Im Verfahren können Gutachter, medizinische Berichte, psychologische Befunde oder auch Aussagen des Kindes selbst mit einbezogen werden. Erst wenn alle Umstände umfassend geprüft wurden, fällt das Gericht eine Entscheidung.
Darf die Jugendwohlfahrt ein Kind einfach wegnehmen?
In besonders dringlichen Fällen – etwa bei akuter Gewalt oder schwerer Vernachlässigung – kann die Jugendwohlfahrt eine sogenannte „vorläufige Krisenmaßnahme“ setzen und ein Kind sofort in Obhut nehmen. Dies muss jedoch binnen weniger Tage durch ein Gericht überprüft werden (§ 211 AußStrG). Eine dauerhafte Maßnahmenänderung kann nur durch gerichtlichen Beschluss entschieden werden.
Ich bin Großelternteil – wie kann ich mich gegen einen Obsorgeentzug wehren?
Wenn Sie als Großelternteil mit Obsorge betraut wurden, haben Sie dieselben Rechtsmittel wie Eltern. Gegen eine drohende Maßnahme der Jugendwohlfahrt oder ein negatives Gerichtsurteil können Sie:
- Rekurs (Berufung) einlegen,
- in dringenden Fällen einen Antrag auf Wiederherstellung der Obhut stellen,
- und sich durch eine/n spezialisierte/n Familienrechtsanwält:in vertreten lassen.
Wichtig ist: Dokumentieren Sie Ihre Erziehungsleistung, weisen Sie Ihre Kooperationsbereitschaft nach und nehmen Sie Risiken (etwa durch Drittpersonen) ernst. Wenn Sie Hilfe benötigen, sollten Sie frühzeitig rechtlichen Rat einholen.
Fazit: Wenn Schutz zur Pflicht wird
Familiäre Bindungen sind wertvoll und oft Ausdruck tiefster Liebe. Doch im Recht zählt nicht nur das Herz – sondern vor allem die Sicherheit und Entwicklung des Kindes. Das aktuelle OGH-Urteil bringt genau diesen Grundsatz auf den Punkt: Nur wer in der Lage ist, ein Kind vor Gefahren zu schützen, darf die Verantwortung dafür tragen.

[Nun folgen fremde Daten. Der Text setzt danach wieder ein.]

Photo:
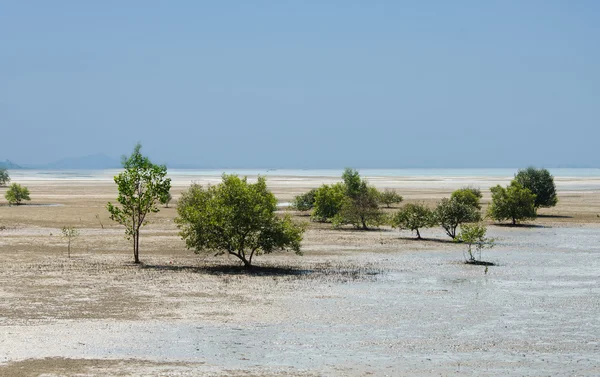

Sollten Sie als Elternteil, Großelternteil oder Pflegeperson in eine ähnlich schwierige Situation geraten, zögern Sie nicht, rechtlichen Beistand in Anspruch zu nehmen. Die Rechtsprechung ist klar: Das Kindeswohl ist unantastbar – aber auch die Rechte der Angehörigen verdienen Schutz und Gehör.